I spent so much time in tears and prayer. I wanted to believe. I’d wrapped my whole life up in the things I had been taught. Prophets, works, callings… As an adult convert to the religion I’d led my family here with me. If it wasn’t true I would have to share this truth with my husband, and my children. More guilt.
My prayers were long and pleading. The answer I kept receiving was simple. Start over. Read the Word. Just the bible. How could it be that simple? The other feeling I had was that I needed a simple version of the Word — not the Mormon version of the KJV that was interlaced and cross-referenced with the Book of Mormon. The religion teaches that the Book of Mormon is the most correct scripture on the Earth and that the bible is true in so much as it is translated correctly. And here I was, about to dive in to the “lesser” scripture and a version that I’m being told most likely is not the most “correct”. More guilt.
But I heeded what I felt to be right and went to a Christian bookstore for my first time and stepped inside. And then I felt the wave of panic, of overwhelm. More tears. Thankfully a kind store clerk came to my rescue, tissues in hand. They didn’t ask what was wrong, just how could they help. I told them I needed a bible. Off to that section of the store we went. WOW. I had no idea there were so many bibles to choose from. After some discussion I settled on the NIV, bought it and took it home. Home where it sat in the bag, on a shelf, for nearly two weeks. I couldn’t bring myself to open the pages. That was a mixture of guilt, shame and fear. Guilt because I had a perfectly beautiful set of scriptures, complete with years of my notes just sitting upstairs. Shame because I was searching in secret — I hadn’t shared my concerns with anyone…if I was wrong I didn’t want to stir trouble for anyone else — and fear that I might find out the Church might not be true — that Joseph Smith led entire generations of really good, rational, intelligent people astray. Me being one of them.
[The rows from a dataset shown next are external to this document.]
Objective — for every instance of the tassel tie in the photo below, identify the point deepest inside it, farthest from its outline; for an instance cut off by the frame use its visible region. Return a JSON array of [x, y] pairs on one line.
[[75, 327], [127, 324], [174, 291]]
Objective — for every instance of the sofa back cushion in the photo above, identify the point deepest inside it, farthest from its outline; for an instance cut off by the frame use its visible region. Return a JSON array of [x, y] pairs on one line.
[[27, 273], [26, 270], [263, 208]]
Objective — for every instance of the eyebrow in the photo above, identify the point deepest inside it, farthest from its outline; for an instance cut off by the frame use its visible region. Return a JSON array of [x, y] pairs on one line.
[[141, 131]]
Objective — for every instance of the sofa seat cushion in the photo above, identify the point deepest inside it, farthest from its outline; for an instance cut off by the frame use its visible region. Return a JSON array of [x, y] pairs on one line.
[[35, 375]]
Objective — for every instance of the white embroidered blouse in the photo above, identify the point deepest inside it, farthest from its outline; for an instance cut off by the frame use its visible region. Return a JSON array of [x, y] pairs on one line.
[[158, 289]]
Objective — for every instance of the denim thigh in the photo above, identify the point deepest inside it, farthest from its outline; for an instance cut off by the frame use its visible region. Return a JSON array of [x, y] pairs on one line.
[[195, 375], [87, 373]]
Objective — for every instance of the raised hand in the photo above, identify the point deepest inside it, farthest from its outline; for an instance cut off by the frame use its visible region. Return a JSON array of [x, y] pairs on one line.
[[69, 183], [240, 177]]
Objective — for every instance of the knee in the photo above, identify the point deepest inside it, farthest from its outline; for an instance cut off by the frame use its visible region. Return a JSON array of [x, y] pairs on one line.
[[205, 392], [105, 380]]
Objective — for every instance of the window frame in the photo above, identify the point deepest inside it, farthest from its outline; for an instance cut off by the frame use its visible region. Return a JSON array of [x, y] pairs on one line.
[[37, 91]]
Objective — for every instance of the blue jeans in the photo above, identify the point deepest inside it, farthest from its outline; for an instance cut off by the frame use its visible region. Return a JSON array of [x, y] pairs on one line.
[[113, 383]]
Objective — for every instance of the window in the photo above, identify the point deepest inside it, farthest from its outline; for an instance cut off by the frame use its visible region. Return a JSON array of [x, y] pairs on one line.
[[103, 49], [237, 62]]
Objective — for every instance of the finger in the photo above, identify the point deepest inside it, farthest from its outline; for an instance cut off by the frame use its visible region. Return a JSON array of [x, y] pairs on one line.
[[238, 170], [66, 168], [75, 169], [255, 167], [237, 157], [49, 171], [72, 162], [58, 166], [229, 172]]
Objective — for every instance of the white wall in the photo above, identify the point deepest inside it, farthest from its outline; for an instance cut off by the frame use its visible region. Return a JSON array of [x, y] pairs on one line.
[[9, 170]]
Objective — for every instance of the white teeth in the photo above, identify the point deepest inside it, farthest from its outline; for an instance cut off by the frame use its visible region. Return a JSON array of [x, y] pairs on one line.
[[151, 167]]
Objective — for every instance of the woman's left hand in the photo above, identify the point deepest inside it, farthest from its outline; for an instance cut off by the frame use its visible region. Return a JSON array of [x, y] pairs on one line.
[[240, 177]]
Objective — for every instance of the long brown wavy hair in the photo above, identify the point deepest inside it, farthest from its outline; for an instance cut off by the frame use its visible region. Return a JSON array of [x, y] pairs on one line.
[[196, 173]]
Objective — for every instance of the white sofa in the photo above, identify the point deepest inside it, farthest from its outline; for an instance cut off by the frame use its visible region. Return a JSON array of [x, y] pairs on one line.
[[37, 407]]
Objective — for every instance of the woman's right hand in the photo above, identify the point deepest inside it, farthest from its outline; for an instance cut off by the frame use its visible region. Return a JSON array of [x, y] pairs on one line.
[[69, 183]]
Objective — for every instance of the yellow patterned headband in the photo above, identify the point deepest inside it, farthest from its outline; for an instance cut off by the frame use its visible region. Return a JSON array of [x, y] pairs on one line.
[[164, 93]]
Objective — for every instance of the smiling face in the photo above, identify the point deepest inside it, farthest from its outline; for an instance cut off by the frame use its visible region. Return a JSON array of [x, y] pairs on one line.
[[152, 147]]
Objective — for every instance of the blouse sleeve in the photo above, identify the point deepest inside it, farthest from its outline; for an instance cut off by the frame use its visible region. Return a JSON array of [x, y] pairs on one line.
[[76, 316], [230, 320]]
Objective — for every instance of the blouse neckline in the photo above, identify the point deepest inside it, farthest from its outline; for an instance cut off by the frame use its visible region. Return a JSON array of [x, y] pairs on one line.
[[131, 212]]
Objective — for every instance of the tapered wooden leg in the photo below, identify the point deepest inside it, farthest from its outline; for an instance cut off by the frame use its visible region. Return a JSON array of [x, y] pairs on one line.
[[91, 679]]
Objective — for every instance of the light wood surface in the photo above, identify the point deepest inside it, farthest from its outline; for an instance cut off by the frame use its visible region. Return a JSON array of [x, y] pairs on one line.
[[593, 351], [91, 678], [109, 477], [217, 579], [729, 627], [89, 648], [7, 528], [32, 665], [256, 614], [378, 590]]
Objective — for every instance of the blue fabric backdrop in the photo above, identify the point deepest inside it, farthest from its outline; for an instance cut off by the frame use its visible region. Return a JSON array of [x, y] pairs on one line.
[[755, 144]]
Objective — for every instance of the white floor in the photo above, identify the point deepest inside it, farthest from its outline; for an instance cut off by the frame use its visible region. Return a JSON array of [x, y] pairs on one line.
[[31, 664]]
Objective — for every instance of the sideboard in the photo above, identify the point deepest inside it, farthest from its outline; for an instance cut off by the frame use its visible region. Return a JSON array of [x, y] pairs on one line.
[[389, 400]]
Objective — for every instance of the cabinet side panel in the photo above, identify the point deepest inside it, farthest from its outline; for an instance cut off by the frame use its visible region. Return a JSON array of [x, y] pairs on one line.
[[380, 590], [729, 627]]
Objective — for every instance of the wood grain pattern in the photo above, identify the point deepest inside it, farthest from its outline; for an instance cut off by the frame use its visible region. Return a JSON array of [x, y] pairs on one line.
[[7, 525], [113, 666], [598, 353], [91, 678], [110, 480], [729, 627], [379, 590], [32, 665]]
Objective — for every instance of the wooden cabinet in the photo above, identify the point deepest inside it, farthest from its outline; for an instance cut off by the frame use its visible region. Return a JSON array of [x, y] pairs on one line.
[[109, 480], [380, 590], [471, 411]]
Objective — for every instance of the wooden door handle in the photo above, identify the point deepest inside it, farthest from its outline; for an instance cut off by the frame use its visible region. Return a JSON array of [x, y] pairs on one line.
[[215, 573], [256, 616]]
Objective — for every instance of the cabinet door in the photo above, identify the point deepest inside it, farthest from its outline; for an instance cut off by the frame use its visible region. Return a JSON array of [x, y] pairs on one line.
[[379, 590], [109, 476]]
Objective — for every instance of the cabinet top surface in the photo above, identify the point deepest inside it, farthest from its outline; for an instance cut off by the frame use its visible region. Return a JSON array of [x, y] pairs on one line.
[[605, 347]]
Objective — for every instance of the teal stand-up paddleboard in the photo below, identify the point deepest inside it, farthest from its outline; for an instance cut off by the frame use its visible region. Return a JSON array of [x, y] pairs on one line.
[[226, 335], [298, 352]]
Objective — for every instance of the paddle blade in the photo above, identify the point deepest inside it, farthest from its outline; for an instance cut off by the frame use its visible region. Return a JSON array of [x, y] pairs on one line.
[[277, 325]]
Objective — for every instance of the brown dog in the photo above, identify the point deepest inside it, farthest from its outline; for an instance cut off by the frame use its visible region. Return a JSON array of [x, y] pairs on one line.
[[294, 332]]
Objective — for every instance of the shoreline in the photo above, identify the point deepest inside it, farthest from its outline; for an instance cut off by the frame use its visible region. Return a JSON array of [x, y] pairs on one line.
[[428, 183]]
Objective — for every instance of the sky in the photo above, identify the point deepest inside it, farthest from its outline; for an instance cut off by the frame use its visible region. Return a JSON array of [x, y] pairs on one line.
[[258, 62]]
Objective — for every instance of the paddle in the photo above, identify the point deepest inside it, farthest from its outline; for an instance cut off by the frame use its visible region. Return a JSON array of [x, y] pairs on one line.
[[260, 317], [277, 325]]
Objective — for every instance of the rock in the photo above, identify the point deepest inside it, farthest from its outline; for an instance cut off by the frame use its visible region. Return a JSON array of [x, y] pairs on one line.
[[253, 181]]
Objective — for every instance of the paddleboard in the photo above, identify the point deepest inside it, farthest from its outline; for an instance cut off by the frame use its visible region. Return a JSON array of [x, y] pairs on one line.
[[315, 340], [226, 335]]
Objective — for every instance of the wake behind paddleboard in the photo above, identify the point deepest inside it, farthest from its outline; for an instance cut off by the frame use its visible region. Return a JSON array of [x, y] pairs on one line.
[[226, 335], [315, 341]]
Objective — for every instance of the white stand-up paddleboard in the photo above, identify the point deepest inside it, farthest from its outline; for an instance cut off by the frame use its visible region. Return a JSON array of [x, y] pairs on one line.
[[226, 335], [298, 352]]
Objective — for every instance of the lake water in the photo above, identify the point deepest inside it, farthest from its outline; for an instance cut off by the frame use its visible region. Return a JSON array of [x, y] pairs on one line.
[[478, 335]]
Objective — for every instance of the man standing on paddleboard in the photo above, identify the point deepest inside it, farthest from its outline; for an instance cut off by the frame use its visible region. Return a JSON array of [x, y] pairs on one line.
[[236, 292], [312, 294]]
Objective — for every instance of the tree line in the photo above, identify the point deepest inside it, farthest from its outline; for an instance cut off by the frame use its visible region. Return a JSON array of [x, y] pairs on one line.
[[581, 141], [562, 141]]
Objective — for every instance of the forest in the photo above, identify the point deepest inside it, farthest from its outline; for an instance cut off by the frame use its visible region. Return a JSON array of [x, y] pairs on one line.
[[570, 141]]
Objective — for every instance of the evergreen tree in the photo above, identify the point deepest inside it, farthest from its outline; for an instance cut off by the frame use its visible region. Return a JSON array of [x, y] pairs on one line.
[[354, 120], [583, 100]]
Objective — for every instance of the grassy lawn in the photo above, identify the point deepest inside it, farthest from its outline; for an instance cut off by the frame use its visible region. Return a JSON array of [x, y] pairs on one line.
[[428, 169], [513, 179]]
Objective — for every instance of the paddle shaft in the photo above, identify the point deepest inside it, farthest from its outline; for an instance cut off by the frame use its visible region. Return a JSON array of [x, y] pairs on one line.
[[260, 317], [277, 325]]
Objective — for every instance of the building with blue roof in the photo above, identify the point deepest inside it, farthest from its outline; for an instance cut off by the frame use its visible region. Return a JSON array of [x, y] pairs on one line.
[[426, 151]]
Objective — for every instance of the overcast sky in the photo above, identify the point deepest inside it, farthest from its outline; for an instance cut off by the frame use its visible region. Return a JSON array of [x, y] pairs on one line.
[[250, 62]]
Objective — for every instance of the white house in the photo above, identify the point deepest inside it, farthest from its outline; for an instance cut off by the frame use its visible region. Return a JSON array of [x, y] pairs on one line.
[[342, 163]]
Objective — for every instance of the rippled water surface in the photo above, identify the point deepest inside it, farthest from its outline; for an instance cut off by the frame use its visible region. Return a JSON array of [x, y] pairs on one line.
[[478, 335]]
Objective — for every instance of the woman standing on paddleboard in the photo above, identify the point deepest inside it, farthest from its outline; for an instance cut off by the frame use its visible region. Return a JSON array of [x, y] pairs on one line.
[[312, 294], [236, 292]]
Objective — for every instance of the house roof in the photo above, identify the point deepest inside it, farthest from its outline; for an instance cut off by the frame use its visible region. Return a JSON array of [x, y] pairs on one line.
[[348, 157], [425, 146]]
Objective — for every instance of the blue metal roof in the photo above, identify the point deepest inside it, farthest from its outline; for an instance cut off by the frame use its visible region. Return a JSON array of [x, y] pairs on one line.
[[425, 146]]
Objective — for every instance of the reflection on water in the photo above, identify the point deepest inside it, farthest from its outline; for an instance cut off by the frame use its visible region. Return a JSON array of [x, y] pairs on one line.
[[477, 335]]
After a few weeks, I decided to open the book and begin at the beginning. The further I read the more I realized all I had missed along the way. Here was a story of a loving, caring, forgiving Father — certainly one who disciplined His children along the way — but one who always made way for forgiveness and second chances. And it was a story of Grace. Grace that was not earned but given to us. Our salvation was given through grace, and could not be earned. That works was a way we showed our thankfulness for the gift of salvation, not as a way to earn it.
It’s not to say I cracked the Good Book and magically my guilt dissipated. Not at all. But starting there helped me gain some clarity that what I had been taught to this point was not correct, not true. That holding myself up to these church imposed, and then self-imposed, checklists was foolish and not necessary. Failing to check off all the boxes led to feelings of failure which led to more guilt. Removing the check boxes eased my sense of not sizing up. I was enough just as I am. And this was a start.
Guilt is a powerful tether. And the “should” tapes take a long time to erase. Five years later and sometimes they still get stuck on “play” in my head. But then I remember Christ had a simple but powerful message:
…love the Lord your God with all your heart, all your soul, all your mind, and all your strength. The second is equally important: ‘Love your neighbor as yourself.’ No other commandment is greater than these.
~ Mark 12: 30-31
I try to remember these things and not over complicate what they look like. For me, understanding this message was the starting point for me to release a bit of the guilt.